Acetification is caused by any of several the vinegar bacterium, most commonly Acetobacter aceti, Acetobacter pasteurianus and Acetobacter peroxydans. If you make homemade vinegar, commercial vinegar bacteria can easily contaminate a work area and thereafter contaminate wine if the area is not suitably cleaned after vinegar production. Wild vinegar bacteria are most often introduced on the skins of fruit used to make the wine, during primary fermentation when the must is uncovered, or by using equipment that has not been properly sterilized. It only takes one vinegar bacteria to contaminate an entire batch of wine. When using whole chopped fruit or fresh berries, flowers or leaves for winemaking, always kill off the wild microorganisms by adding one crushed Campden tablet per gallon of must, wait 24 hours, and then add your wine yeast starter. Keep the primary covered at all times except when stirring, checking specific gravity, or adding ingredients. After the initial fermentation in the secondary dies down, always keep the wine level topped up. Vinegar bacterium need air to grow, so the less air in the secondary the better. Finally, always sterilize your secondaries and racking tubes very well. At least two minutes of exposure to sterilizing solution is required to properly sterilize equipment.
Flowers of Wine: Small flecks or blooms of white powder or film may appear on the surface of the wine. If left unchecked, they grow to cover the entire surface and can grow quite thick. They are caused by spoilage yeasts and/or mycoderma bacteria, and if not caught at first appearance will certainly spoil the wine. If caused by yeast, they consume alcohol and give off carbon dioxide gas.
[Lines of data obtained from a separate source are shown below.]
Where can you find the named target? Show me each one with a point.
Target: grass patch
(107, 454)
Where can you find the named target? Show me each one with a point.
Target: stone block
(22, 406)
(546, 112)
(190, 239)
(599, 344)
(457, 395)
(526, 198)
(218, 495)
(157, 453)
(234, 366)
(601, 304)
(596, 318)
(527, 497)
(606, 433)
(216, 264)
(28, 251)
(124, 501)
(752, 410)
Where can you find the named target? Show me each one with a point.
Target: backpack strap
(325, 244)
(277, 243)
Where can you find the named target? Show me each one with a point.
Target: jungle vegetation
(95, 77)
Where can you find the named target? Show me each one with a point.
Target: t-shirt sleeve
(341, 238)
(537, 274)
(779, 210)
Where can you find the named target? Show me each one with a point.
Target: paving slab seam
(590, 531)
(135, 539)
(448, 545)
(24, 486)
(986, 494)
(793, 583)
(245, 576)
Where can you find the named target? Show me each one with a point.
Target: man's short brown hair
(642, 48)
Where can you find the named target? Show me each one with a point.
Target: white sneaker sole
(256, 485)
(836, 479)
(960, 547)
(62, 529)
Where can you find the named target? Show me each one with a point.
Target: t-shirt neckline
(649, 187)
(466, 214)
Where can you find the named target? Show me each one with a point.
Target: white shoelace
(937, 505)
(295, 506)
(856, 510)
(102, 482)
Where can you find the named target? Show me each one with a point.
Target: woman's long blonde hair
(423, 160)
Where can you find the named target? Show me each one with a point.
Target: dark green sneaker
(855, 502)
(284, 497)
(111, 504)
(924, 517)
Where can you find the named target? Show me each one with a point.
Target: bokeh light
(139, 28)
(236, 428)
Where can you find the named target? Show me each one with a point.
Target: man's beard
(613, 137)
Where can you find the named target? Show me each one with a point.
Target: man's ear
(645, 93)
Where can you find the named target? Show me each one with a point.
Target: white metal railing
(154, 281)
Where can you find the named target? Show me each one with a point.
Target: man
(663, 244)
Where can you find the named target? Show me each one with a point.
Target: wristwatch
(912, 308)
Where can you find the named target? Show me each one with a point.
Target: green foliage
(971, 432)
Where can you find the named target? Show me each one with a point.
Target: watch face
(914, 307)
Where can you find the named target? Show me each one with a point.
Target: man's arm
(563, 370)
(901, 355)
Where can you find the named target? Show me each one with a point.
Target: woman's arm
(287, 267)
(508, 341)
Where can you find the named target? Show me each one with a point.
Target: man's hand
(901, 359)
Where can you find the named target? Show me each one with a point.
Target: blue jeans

They eventually turn the wine into colored water. The wine must be filtered at once to remove the flecks of bloom and then treated with one crushed Campden tablet per gallon of wine. The saved wine will have suffered some loss of alcohol and may need to be fortified with added alcohol (brandy works well) or consumed quickly. If caused by the mycoderma bacteria, treat the same as for a yeast infection. The Campden will probably check it, but the taste may have been ruined. Taste the wine and then decide if you want to keep it. Bacterial infections usually spoil the wine permanently, but early treatment may save it.
Prevent the introduction of spoilage yeasts and mycoderma the same way you prevent the introduction of vinegar yeasts -- by introducing early an aseptic level of sulfites.
Flowers of wine are, of course, expected when using flor sherry yeast. In such a circumstance, there is no way to know if the flowers are from the flor sherry yeast or a harmful infection. Pre-treating the must with Campden, however, should eliminate a harmful infection.
Oiliness or Ropiness: The wine develops an oily look with rope- like treads or strings appearing within it. It pours slowly and thickly with a consistency similar to egg whites, but neither its smell nor taste are effected. The culprit is a lactic acid bacterium and is only fatal to the wine if left untreated. Pour the wine into an open container with greater volume than required. Use an egg whip to beat the wine into a frothiness. Add two crushed Campden tablets per gallon of wine and stir these in with the egg whip. Cover with a sterile cloth and stir the wine every hour or so for about four hours. Return it to a sterile secondary and fit the airlock. After two days, run the wine through a wine filter and return it to another sterile secondary. Again, this problem, like most, can be prevented by pre- treating the must with Campden and sterilizing your equipment scrupulously.